On the way up Third Street hill to Waverly school each morning to discover what song
Miss Wible was going to have kids memorize that day, I would pass a shack made of age-
blackened hemlock, the kind you see on old barns
long gone in disrepair. This shack
perched at the edge of an otherwise empty double lot grown wild in burdock, wild
hollyhock, and briar. I knew the old woman who lived there as Moll Miner because boys
tormented her by shouting that name as they passed in the daily processional headed for
school. I never actually saw her until one Saturday morning when, for want of anything
better to do, I went to shoot birds.

I had a Red Ryder BB rifle, Moll Miner's lot had birds, and so lying on my belly as if
birds were wild Indians, I shot one.

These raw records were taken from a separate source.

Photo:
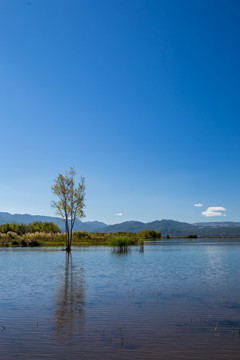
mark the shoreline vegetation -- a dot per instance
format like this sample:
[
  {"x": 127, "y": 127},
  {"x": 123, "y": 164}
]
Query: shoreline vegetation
[{"x": 48, "y": 234}]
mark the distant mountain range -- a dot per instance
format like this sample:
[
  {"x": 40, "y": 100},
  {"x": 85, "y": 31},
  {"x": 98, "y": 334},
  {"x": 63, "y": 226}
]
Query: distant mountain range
[{"x": 166, "y": 227}]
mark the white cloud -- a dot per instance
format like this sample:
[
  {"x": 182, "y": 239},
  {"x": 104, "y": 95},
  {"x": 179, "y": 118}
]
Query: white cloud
[{"x": 214, "y": 211}]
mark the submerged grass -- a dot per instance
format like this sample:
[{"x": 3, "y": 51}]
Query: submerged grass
[{"x": 80, "y": 238}]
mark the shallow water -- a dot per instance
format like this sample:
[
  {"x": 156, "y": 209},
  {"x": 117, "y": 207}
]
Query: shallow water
[{"x": 179, "y": 299}]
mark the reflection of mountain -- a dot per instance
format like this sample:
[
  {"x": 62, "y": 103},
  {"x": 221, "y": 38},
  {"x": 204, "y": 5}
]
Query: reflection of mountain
[{"x": 70, "y": 301}]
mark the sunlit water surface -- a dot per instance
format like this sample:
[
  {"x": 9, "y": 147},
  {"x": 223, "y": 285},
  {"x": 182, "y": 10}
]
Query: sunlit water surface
[{"x": 178, "y": 299}]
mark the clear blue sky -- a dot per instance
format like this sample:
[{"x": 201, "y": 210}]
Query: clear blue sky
[{"x": 140, "y": 97}]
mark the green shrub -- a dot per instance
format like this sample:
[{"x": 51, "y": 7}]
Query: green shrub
[{"x": 149, "y": 234}]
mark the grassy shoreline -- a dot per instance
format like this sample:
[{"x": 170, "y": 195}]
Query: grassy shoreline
[{"x": 82, "y": 238}]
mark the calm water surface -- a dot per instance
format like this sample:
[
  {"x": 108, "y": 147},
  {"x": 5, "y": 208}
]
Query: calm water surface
[{"x": 178, "y": 299}]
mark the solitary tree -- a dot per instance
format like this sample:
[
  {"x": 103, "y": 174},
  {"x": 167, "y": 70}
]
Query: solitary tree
[{"x": 70, "y": 202}]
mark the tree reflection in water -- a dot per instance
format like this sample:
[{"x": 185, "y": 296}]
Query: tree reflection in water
[{"x": 70, "y": 302}]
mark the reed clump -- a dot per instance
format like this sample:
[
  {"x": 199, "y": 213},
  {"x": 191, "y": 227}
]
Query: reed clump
[{"x": 80, "y": 238}]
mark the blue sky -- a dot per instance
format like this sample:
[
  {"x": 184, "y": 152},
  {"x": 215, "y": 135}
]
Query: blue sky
[{"x": 140, "y": 97}]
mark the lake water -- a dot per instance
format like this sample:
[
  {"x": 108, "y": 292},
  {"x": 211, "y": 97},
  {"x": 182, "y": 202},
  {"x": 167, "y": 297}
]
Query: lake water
[{"x": 178, "y": 299}]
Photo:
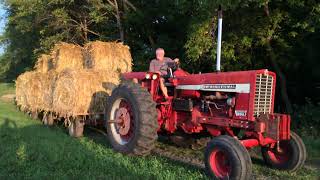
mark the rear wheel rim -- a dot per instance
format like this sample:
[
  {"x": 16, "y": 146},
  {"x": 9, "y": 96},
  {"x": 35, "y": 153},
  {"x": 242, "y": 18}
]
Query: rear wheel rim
[
  {"x": 220, "y": 163},
  {"x": 122, "y": 127},
  {"x": 281, "y": 157}
]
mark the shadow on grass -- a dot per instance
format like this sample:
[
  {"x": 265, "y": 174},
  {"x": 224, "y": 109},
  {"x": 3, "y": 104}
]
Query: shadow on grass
[
  {"x": 34, "y": 151},
  {"x": 99, "y": 138}
]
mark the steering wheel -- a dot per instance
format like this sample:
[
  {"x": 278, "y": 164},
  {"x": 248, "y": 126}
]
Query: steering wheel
[{"x": 172, "y": 66}]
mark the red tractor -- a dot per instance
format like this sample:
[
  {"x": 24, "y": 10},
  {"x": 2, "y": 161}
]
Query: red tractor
[{"x": 234, "y": 108}]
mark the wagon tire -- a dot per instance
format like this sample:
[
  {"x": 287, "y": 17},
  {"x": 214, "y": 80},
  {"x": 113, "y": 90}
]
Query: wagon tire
[
  {"x": 34, "y": 115},
  {"x": 292, "y": 158},
  {"x": 227, "y": 158},
  {"x": 48, "y": 119},
  {"x": 76, "y": 128},
  {"x": 135, "y": 129}
]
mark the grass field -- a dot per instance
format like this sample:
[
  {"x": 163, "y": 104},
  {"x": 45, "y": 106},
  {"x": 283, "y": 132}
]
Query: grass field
[{"x": 29, "y": 150}]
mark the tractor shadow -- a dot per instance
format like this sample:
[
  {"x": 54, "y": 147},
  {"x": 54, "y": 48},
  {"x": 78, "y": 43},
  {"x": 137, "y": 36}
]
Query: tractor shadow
[
  {"x": 34, "y": 151},
  {"x": 99, "y": 136}
]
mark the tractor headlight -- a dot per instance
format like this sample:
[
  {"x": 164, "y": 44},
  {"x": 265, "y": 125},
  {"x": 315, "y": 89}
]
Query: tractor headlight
[{"x": 154, "y": 76}]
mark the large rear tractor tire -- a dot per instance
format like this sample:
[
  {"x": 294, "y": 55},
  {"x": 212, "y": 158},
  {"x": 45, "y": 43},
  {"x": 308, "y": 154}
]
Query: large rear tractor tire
[
  {"x": 131, "y": 119},
  {"x": 291, "y": 156},
  {"x": 227, "y": 158},
  {"x": 76, "y": 128}
]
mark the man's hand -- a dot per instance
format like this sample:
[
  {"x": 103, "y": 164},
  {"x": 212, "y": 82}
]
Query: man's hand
[{"x": 176, "y": 60}]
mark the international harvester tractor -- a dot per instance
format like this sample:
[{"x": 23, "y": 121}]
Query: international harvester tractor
[{"x": 234, "y": 108}]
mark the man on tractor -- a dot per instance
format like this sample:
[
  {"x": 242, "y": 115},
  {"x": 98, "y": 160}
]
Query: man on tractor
[{"x": 160, "y": 65}]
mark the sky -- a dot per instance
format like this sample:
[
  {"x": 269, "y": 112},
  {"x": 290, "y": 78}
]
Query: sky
[{"x": 2, "y": 23}]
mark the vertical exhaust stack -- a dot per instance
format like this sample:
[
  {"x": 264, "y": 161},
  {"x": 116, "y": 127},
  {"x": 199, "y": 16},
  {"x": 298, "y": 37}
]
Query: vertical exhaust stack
[{"x": 219, "y": 39}]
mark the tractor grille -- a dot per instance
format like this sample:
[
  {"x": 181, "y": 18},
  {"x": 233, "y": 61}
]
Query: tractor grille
[{"x": 263, "y": 94}]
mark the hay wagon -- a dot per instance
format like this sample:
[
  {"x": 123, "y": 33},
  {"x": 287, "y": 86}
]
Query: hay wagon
[{"x": 71, "y": 83}]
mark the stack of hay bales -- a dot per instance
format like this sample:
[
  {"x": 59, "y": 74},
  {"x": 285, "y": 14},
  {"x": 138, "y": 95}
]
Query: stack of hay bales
[
  {"x": 73, "y": 80},
  {"x": 109, "y": 56}
]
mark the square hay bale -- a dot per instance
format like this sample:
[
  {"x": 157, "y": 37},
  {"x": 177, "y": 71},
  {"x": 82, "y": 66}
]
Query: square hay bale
[
  {"x": 109, "y": 56},
  {"x": 34, "y": 90},
  {"x": 22, "y": 88},
  {"x": 82, "y": 92},
  {"x": 44, "y": 63},
  {"x": 67, "y": 56}
]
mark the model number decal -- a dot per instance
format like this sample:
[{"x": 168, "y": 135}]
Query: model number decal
[
  {"x": 220, "y": 86},
  {"x": 241, "y": 112}
]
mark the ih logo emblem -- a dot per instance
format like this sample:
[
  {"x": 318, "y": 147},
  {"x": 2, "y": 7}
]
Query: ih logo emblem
[{"x": 241, "y": 113}]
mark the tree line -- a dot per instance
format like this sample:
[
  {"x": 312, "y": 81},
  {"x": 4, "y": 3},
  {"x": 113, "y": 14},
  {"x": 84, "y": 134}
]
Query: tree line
[{"x": 281, "y": 35}]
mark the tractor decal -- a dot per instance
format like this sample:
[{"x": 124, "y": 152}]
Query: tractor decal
[{"x": 239, "y": 88}]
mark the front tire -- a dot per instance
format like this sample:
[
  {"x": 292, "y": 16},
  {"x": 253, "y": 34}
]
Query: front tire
[
  {"x": 227, "y": 158},
  {"x": 131, "y": 119},
  {"x": 292, "y": 156}
]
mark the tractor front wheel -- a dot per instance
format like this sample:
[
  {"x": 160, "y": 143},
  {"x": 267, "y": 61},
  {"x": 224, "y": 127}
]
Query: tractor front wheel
[
  {"x": 290, "y": 155},
  {"x": 131, "y": 119},
  {"x": 227, "y": 158}
]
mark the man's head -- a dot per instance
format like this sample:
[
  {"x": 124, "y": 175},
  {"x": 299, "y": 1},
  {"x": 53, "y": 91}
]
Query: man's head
[{"x": 160, "y": 54}]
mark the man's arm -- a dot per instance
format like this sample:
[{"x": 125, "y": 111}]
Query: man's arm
[{"x": 152, "y": 66}]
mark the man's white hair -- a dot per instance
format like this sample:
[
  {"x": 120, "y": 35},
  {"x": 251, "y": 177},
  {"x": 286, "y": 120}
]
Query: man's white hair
[{"x": 159, "y": 49}]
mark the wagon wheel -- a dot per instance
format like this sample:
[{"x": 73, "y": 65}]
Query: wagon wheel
[
  {"x": 227, "y": 158},
  {"x": 291, "y": 156},
  {"x": 76, "y": 127},
  {"x": 34, "y": 115},
  {"x": 48, "y": 119},
  {"x": 131, "y": 119}
]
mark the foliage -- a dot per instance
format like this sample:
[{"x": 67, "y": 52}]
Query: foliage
[
  {"x": 33, "y": 151},
  {"x": 306, "y": 119}
]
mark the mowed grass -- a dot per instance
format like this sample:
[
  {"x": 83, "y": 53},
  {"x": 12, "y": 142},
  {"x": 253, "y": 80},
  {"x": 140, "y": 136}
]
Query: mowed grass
[{"x": 29, "y": 150}]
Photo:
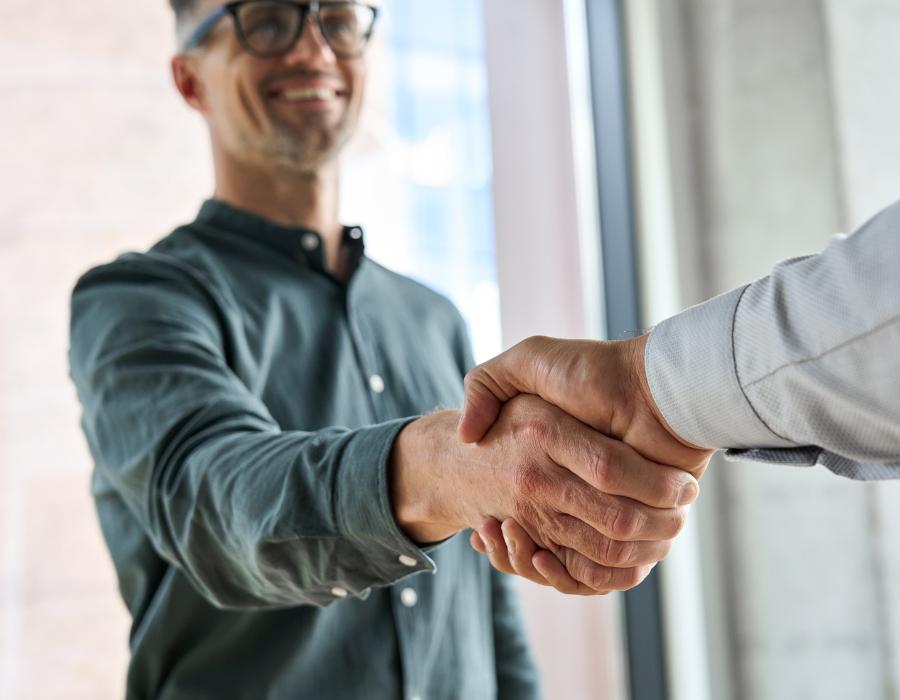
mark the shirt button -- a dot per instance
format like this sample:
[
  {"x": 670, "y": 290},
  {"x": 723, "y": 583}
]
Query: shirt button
[
  {"x": 310, "y": 241},
  {"x": 376, "y": 383},
  {"x": 409, "y": 597}
]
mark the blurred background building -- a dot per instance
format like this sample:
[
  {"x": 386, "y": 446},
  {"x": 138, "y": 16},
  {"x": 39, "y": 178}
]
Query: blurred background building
[{"x": 565, "y": 167}]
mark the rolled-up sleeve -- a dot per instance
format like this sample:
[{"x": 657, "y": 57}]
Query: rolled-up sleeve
[
  {"x": 255, "y": 516},
  {"x": 801, "y": 367}
]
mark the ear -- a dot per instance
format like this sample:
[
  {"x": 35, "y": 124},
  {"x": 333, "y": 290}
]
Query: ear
[{"x": 187, "y": 81}]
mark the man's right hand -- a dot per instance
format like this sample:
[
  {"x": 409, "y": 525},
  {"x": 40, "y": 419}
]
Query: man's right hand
[{"x": 573, "y": 490}]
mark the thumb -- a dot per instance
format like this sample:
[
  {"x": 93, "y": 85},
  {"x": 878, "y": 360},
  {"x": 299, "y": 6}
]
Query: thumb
[
  {"x": 490, "y": 385},
  {"x": 482, "y": 406}
]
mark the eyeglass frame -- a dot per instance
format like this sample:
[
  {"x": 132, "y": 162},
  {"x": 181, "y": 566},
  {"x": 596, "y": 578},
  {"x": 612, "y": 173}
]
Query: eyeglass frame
[{"x": 203, "y": 30}]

As it flopped around dying, the old woman ran
shrieking from her shack to the fallen bird, raised it to bosom and then fled shouting, "I
know who you are. You're the printer's boy. Why did you kill it? What harm did it do to
you?" Then overcome with sobs she disappeared into her shack.

Her wild white hair and old cotton housedress, light grey with faded pink roses, lingered
in my vision after I went home. Who could answer such a question at eight or at twenty-
eight? But being asked made me ask it of myself. I killed because I wanted to. I killed for
fun. Who cared about birds? There were plenty of birds. But then, what did it mean, this
crazy old lady taking the downed bird into her home? She said she knew me; how was
that possible? It was all very puzzling. I found myself hoping the BB hadn't really killed
the bird but only shocked it. I felt stupid and tried to put the incident out of my mind. A
week or so later I got rid of my BB gun, trading it for an entrenching tool and some
marbles. I told myself I was tired of it; it wasn't a real gun anyway. Around Halloween
some kids were planning a prank on the old lady. I protested, saying we should pick on
someone who could fight back and chase us. "We shouldn't pick on weak people," I said.
"Anyway, that lady's not crazy, she's very kind."

That winter, without asking, I shoveled the snow around her house. It was a business I
usually did for pocket money, and I was good at it, but I didn't even ask permission. I just
shoveled the sidewalk without asking for money. She watched me from her window
without saying a word. Whether she recognized I was the boy who shot the bird, I wish I
could tell you, but that's all there is. Not a sparrow falls, they say. That was the way I
learned to care about moral values in Monongahela — by rubbing shoulders with men and
women who cared about things other than what money bought, although they cared about
money, too. I watched them. They talked to me. Have you noticed nobody talks to
children in schools? I mean, nobody. All verbal exchanges in school are instrumental.
Person-to-person stuff is contrary to policy. That's why popular teachers are disliked and
fired. They talk to kids. It's unacceptable.